I recommend going to a store and seeing the filter housings first before ordering due to large size of the filters. If a company tried to sells you a smaller filter with bonechar, don’t waist you money, it will not remove Fluoride effectively.
I guess every thing we use have some level of toxin in it. Any filter we use is made of plastic, steel or … our home water supply is copper piping that are solderd supposingly lead free.
Concerned about toxin? Yes. What can I do about it? Not much. Just try to get better quality stuff and make informed decisions hopping to minimize my exposure to toxins 🙂
You can put bonechar and activated carbon in two layers in any container you want and run water through it assuming you go gravity fed with no pressure. However if you want to connect it to water line, then container need to be designed for tab water pressure and meet the related safety requirements. The are only a few types of pressurized mineral containers rated for drinking water in market:
1) the plastic housings as I mentioned in last email.
2) FRP tanks that normally used for whole house filters
3) stainless steel pressure vessels that are too expensive.
Biosand concept as you mentioned below will work perfectly for bonechar. I will help you design it if you need any hand.
There are two main types of gravity fed systems:
Berkey type with pre-made activated carbon filters (made from coconut shell biomass)
DIY low-tech type
Slow Sand Biofilter
Slow Sand Biofilter/Biochar Adsorber (essentially a Slow Sand Biosand filter with an added step consisting of biochar).

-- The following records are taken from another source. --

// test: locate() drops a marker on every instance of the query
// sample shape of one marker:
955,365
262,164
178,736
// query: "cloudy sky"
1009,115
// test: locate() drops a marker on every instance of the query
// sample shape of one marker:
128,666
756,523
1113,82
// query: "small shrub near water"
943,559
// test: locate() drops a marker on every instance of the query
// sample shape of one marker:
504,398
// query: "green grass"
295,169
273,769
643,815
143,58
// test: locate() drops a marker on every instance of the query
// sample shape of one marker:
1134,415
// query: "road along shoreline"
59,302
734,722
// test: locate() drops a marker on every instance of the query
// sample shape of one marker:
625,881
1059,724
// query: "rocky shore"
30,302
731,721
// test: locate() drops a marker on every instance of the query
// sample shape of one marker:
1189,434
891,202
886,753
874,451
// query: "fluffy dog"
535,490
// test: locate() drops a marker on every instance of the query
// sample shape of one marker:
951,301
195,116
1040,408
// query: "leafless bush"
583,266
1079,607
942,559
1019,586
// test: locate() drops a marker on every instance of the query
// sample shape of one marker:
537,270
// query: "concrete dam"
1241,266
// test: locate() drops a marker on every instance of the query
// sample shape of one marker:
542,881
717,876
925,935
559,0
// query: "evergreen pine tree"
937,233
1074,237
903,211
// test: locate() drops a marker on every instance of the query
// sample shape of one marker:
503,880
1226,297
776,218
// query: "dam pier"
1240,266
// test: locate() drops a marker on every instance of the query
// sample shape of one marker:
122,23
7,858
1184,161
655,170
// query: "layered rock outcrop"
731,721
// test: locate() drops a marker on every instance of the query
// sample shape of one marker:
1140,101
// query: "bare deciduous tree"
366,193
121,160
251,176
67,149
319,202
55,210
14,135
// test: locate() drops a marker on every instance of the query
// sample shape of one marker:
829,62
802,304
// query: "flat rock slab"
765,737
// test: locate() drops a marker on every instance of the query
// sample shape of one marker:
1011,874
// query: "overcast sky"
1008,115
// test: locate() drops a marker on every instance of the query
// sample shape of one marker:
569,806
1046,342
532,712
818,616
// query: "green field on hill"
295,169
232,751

Little maintenance is required of these system. The first tank in the system should be ‘cleaned’ 1-2 times per year, by closing off the tank, and opening the drain valve in the bottom and letting all the water out until it runs clearer. Every year, the second tank in the system should be cleaned by stirring up the top of the sand layer until the water becomes turbid, and then opening the drain valve until only a little water is left. the Biochar in the third tank should be replaced at least every three years. This can all be seen in this funny video:
The biggest pitfall in the slow sand systems is that the systems need fairly consistent use, especially when there is a lot of organic material in the water; this is because the biofilm that develops in/on the sand needs dissolved oxygen to keep it from going anaerobic. If you leave the sand and the system for too long, you will need to run fresh water through the system to recondition the biofilm. For this reason, building a very large system that is used by many people can be the best way to ensure the system will always be operating effectively, as there is less chance the system will go unused for even a day.
The concrete rings used the video above from Pun Pun farm are made with a metal form and have a couple metal wire rings in the top and bottom.
A ferrocement tank would be even stronger than the concrete rings. Some people build the tanks by laying fired brick, putting some rebar in between rows, and then plastering the inside with sand and cement, and then just cement and water. If you want to be hardcore, you could make your own cement (portland) by heating limestone and clay. I have no idea how that would work out. The leaders of Aqueous Solutions have also made bamboo cement tanks….not sure what that means exactly.
The Aqueous Solutions website also has tutorials on how to build biochar gasifiers, so you an make your own biochar! Traditional char was made using kilns like this, but unfortunately these don’t reach the 800-900 degree C needed to make the most optimal biochar, and the process takes a long time, from 5-10 days, to 1 day.
So they feature another method (gasifier), which requires steel drums, as shown in this video, and the process only takes a couple hours.
I wish there was a more primitive method for making the biochar…not requiring barrels, like in the following two videos, but while the biochar made with these more simple methods are sufficient for agricultural use, they are not reliable for water filtration. There is also a lot of ash mixed in there….just too hard to control the burn.